Gleitz then worked a short stint providing security at humanitarian refugee camps.
After his service in the Army, Gleitz joined the Kentucky Army National Guard in 2001. At that time, he had decided he wanted to return to college. Then on Sept. 11, 2001, terrorists attacked the United States and Gleitz expected to be called into duty. Instead, it wasn’t until 2002 when he was mobilized and deployed in support of Operation Enduring Freedom in Bosnia.
“It was interesting to experience the Balkan region again and to see what our Bosnian refugees came from,” he said, referring to Bowling Green’s refugee community.
He spent six months in training before leaving for Bosnia and six months on the ground in Bosnia. Gleitz returned from deployment and once again hoped to complete his college degree until he was called to service, this time in Afghanistan. It was during his service in Afghanistan when Gleitz earned a Bronze Star.
“Our mission was to train and mentor the Afghan national army,” he said.
“It was an eye-opening experience to see a culture that has known war their entire life and known occupying other countries,” he said.
Afghanistan is also like a time warp.
“It’s like going back 7,500 years, subsistence farming and subsistence living in general,” he said.
While the improvised explosive devices threat wasn’t as widespread as it was in Iraq, soldiers were still “extremely hyper aware” of their surroundings, he said.
“When I was there the IED threat was very localized. It wasn’t like Iraq where they were everywhere,” he said.
But the land presented both challenges and dangers.

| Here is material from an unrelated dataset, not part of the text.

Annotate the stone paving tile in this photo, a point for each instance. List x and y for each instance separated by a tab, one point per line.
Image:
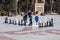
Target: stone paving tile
5	38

“Because of the terrain, you’re always at a disadvantage,” he said. “You are always at the low ground. You would drive by old blown-up Soviet equipment. A lot of times they did shoot at you from those same spots.”
He remained in Afghanistan for 12 months. During his overseas deployments, he served alongside people who were police officers and saw that as a good professional option.
“I saw that as an easy transition with my military background, and as a way to continue service but at a local level,” he said.
On June 11, 2007, Gleitz became a Bowling Green police officer. Gleitz is still active in the National Guard, where his current rank is 1st sergeant of the 1123rd Sapper Co. in Leitchfield.
“The Army or service in general can open up a lot of doors for you,” he said. “Ultimately your success is going to depend on your actions and how you perform.”